New method could predict individual patient responses to drug treatments

Scientists from Imperial College London and Pfizer have developed a new method that could predict individual patient responses to drug treatments. The authors anticipate that the development will advance biomedical research further towards development of personalised medicines.

Research published today in Nature demonstrates the new 'pharmaco-metabonomic' approach that uses a combination of advanced chemical analysis and mathematical modelling to predict drug-induced responses in individual patients. The method is based on analysis of the body's normal metabolic products, metabolites, and metabolite patterns that are characteristic of the individual. The authors hypothesize that these individual patterns can be used to diagnose diseases, predict an individual's future illnesses, and their responses to treatments.

Not all drugs are effective in all patients and in rare cases adverse drug reactions can occur in susceptible individuals. To address this, researchers from Imperial College and Pfizer have been exploring new methods for profiling individuals prior to drug therapy. The new approach, if successful, requires the analysis of the metabolite profiles of an individual from a urine, or other biofluid, sample.
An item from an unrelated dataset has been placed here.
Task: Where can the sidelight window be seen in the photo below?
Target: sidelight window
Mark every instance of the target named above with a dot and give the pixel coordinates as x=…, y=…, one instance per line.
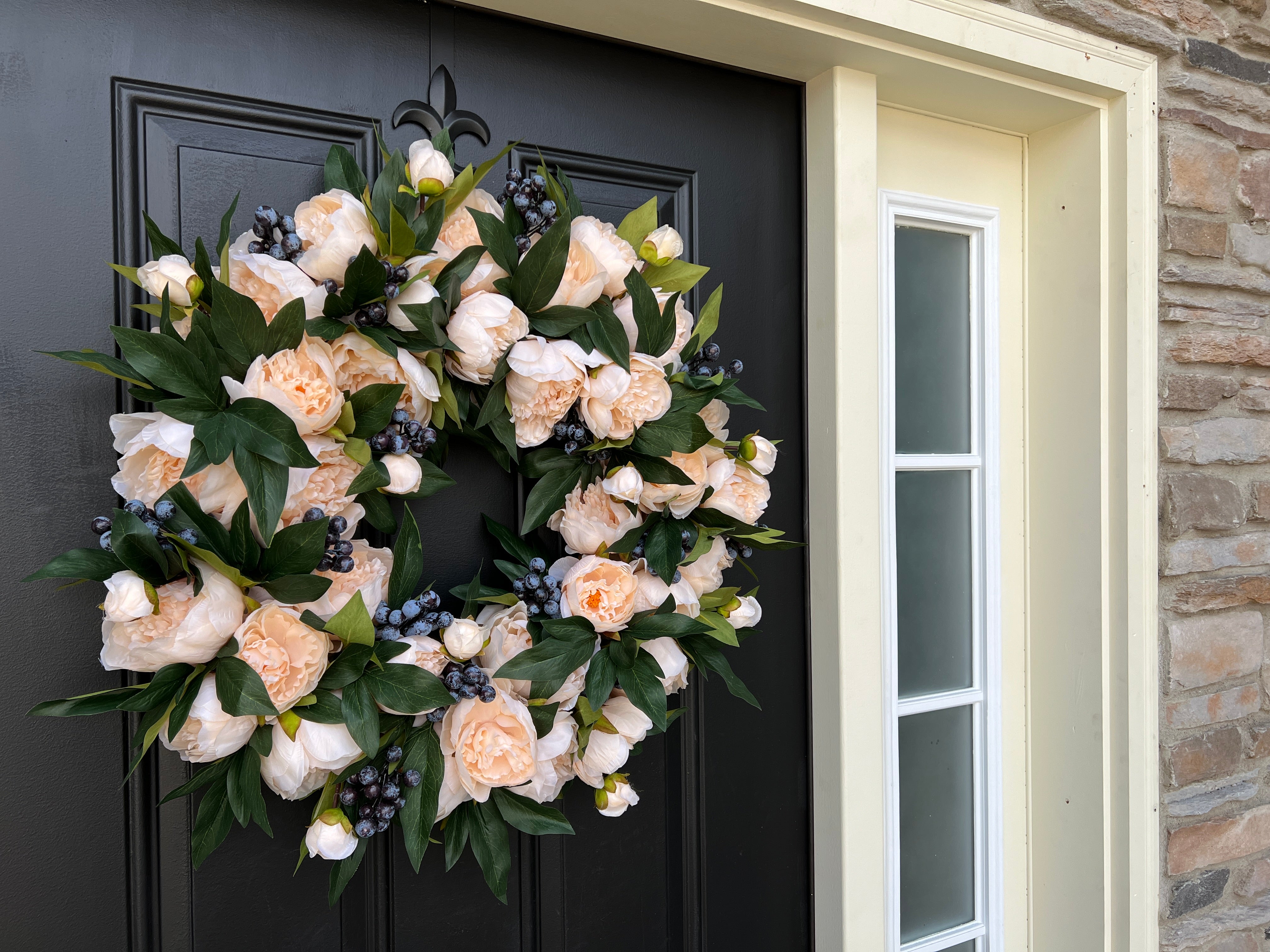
x=941, y=570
The researchers tested their approach by administering paracetamol to rats and measuring how it affected their livers and how it was excreted. Before giving the dose they measured the levels of the natural metabolites in the rats' urine. Metabolites being small molecules produced by normal body functions, they can indicate a body's drug response. After creating a 'pre-dose urinary profile' for each rat, the researchers used computer modelling to relate the nature of the pre-dose metabolite profile to the nature of the post-dose response.

Professor Jeremy Nicholson, from Imperial College London, who led the research, says: "This new technique is potentially of huge importance to the future of healthcare and the pharmaceutical industry. The 'pharmaco-metabonomic' approach is able to account for genetic as well as many environmental factors, and other important contributors to individual health such as the gut microfloral activity. These factors strongly influence how an individual absorbs and processes a drug and also influence their individual metabolism, making this new approach the first step towards the development of more personalised healthcare for large numbers of patients."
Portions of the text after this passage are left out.